It is hard to sum up what is happening at the Open Government Partnership this year. Whether it is the geography the conference covers (over 40 countries), the range of issues affected by openness, or the sheer number of people, there is a great deal to wrap your arms around.
Here are some reflections after a day and a half.
First is the sheer size of the conference. I’m told there are roughly 1200 registered participants. And you feel it. The buzz is louder, the crowds are bigger, and the number of people you don’t know is larger.
For one, governments get to see what others are up to, but more important are the connections made among civil society members. In many ways the OGP’s biggest benefit may be the way it builds capacity by enabling civil society organizations and individuals to learn from one another and trade stories.
The potential for this is particularly true (and remains unrealized) between civil society communities that do not tend to interact. There remain important and interest gaps particularly between the more mature “Access to Information” community and the younger, still coalescing “Gov2.0/OpenGov/Tech/Transparency” community. It often feels like members of the access to information community are dismissive of the technology aspects of the open government movement in general and the OGP in particular. This is disappointing as technology is likely going to have a significant impact on the future of access to information. As more and more government work gets digitized, how way we access information is going to change, and the opportunities to architect for accessibility (or not) will become more important. These are important conversations and finding a way to knit these two communities together more could help the advance everyone’s thinking.
Moreover, concerns among access to information types that the OGP will be dominated by technology issues feel overplayed, every “official” civil society representative I witnessed respond to a government presentation on its OGP goals was someone out of the Access to Information community, not the Gov.20/tech community. In a real sense, it is the access to information community that has greater influence over the discourse at the OGP and so concerns about the reverse feel, to some measure, overblown.
Finally, and perhaps most intriguingly, there are some very early debates about the future of the OGP, particularly in relation to its members. The articles of governance published yesterday by the OGP do lay out a process for removing members, but the criteria is vague regarding many issues the virtually all civil society members feel strongly about. The OGP has already demonstrated that the term open can capture the imaginations of a broad group of people and is a desirable trait to which governments want to be associated. In this regard it has some realized and a great deal more potential of being an important carrot that can provoke governments to make commitments around openness that they might not have otherwise make or prioritize. But the stick – which is essential to many civil society participants – remains still somewhat vague. And without it, it is hard to imagine the project working. If, once you are in the OGP, it does not much matter what you do, then the project loses a great deal of its meaning, at least, based on conversations I had, to many of its civil society participants.
And the tests on this issue are real and immediate.

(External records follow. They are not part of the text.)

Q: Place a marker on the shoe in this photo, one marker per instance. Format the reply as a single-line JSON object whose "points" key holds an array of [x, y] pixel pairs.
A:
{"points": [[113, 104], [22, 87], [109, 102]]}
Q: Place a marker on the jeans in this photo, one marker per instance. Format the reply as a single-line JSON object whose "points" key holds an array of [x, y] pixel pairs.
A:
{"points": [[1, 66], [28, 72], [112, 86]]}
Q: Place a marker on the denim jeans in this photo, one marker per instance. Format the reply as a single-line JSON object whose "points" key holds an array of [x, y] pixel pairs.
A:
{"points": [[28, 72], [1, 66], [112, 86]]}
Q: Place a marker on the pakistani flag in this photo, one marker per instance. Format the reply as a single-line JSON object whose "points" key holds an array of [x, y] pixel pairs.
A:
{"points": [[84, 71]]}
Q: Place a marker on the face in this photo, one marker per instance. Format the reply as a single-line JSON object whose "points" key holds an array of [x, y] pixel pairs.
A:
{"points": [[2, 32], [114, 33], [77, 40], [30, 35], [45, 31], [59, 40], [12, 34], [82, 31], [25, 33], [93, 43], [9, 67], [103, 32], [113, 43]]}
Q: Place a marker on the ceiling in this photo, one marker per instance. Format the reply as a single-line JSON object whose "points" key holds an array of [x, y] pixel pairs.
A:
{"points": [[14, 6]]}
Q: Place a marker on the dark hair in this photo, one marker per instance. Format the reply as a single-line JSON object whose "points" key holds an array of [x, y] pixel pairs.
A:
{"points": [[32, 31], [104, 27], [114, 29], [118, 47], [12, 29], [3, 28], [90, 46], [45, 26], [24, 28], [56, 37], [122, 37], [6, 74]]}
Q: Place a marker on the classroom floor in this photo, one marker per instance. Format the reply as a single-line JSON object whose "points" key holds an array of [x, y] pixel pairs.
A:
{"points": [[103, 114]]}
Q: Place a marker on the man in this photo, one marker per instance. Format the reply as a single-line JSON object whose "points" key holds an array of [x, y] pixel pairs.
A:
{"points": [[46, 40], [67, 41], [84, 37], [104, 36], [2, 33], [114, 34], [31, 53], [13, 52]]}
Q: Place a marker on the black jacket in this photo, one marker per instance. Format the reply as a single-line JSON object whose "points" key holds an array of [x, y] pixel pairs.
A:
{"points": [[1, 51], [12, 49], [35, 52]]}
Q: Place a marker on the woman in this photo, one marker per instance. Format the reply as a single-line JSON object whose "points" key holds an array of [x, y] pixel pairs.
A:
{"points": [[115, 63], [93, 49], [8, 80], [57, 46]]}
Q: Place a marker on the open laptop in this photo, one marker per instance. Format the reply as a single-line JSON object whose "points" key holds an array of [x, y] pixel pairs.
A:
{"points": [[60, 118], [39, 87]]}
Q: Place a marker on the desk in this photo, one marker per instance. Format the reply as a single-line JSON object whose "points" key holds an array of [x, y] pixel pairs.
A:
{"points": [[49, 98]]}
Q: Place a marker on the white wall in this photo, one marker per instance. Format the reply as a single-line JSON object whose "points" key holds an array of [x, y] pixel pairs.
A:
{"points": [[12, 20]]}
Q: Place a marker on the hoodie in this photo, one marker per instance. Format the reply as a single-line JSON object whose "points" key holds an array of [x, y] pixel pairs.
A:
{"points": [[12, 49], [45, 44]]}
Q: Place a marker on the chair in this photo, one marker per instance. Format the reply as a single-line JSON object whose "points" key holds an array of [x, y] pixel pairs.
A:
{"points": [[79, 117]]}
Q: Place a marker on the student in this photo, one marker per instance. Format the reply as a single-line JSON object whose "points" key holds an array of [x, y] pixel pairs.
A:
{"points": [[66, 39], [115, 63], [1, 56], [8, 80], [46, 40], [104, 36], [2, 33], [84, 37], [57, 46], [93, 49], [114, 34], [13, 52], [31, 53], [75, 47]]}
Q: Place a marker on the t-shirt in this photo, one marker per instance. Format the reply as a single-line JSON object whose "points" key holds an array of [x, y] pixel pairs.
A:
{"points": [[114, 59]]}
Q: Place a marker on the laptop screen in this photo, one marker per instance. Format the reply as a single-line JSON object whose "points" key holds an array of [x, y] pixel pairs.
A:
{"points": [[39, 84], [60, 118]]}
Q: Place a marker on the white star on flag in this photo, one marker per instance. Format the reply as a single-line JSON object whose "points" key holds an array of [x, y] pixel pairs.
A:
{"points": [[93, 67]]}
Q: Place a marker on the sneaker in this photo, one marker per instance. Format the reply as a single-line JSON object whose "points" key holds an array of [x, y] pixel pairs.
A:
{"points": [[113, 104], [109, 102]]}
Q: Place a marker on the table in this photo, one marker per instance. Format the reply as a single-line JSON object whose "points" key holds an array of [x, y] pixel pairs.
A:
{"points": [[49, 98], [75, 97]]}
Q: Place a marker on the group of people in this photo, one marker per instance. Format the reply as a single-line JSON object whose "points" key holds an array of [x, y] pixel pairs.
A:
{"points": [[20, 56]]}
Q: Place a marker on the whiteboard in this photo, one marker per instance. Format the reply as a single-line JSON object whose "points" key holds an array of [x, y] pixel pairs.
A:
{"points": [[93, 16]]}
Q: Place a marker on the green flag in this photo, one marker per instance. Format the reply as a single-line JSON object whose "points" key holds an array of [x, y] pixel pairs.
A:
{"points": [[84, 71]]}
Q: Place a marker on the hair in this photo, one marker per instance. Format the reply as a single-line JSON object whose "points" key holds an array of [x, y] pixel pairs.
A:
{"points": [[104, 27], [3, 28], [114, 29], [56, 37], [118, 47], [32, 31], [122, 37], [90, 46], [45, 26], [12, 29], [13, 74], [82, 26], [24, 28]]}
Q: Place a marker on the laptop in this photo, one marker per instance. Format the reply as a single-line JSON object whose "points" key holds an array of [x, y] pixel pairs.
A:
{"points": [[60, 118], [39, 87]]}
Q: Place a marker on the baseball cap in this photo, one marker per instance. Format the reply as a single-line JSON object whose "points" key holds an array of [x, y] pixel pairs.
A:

South Africa – a OGP steerting committee member(!) – is in the process of enacting the “Protection of Information Bill” which effectively makes leaks illegal. If this can happen without any sanctions to its OGP status, then I suspect, the process loses a great deal of credibility. The participation of Russia raises similar questions. While it speaks volumes about the attractiveness of the OGP and Russia’s participation may help foster some domestic positive changes, to admit a country that is regularly accused of rigging elections and where journalists routinely go missing is likely to frustrate many who wish to use the OGP as a stick by which to hold their own governments to account. How worried will Mexico, Turkey or Canada be about reneging on its commitments if South Africa is allowed to pass draconian laws around access to information, or journalists are allowed to go missing in Russia?
To date, there are not heated arguments over the issue (at least publicly) and my sense is the topic is only just beginning to peculate for most civil society members, but given the immediate challenges South Africa and Russia pose to the OGP expect this issue to become much more heated, barring some clear resolution that satisfies the civil society participants.
Much less important, but still worth noting, is the simple fact that the logistics must be better next time. While the Brazilians were generous and warm hosts and, unlike in New York, civil society participants were thankfully not segregated from the government representatives, the failure to have internet access on the first day was unacceptable. It meant that anyone not on site could not follow along to the presentations and those at the conference could not engage those at home, or at the conference, online. For a conference about openness and engagement, it was an unfortunate reminder of even some of the more basic challenges still confronting us.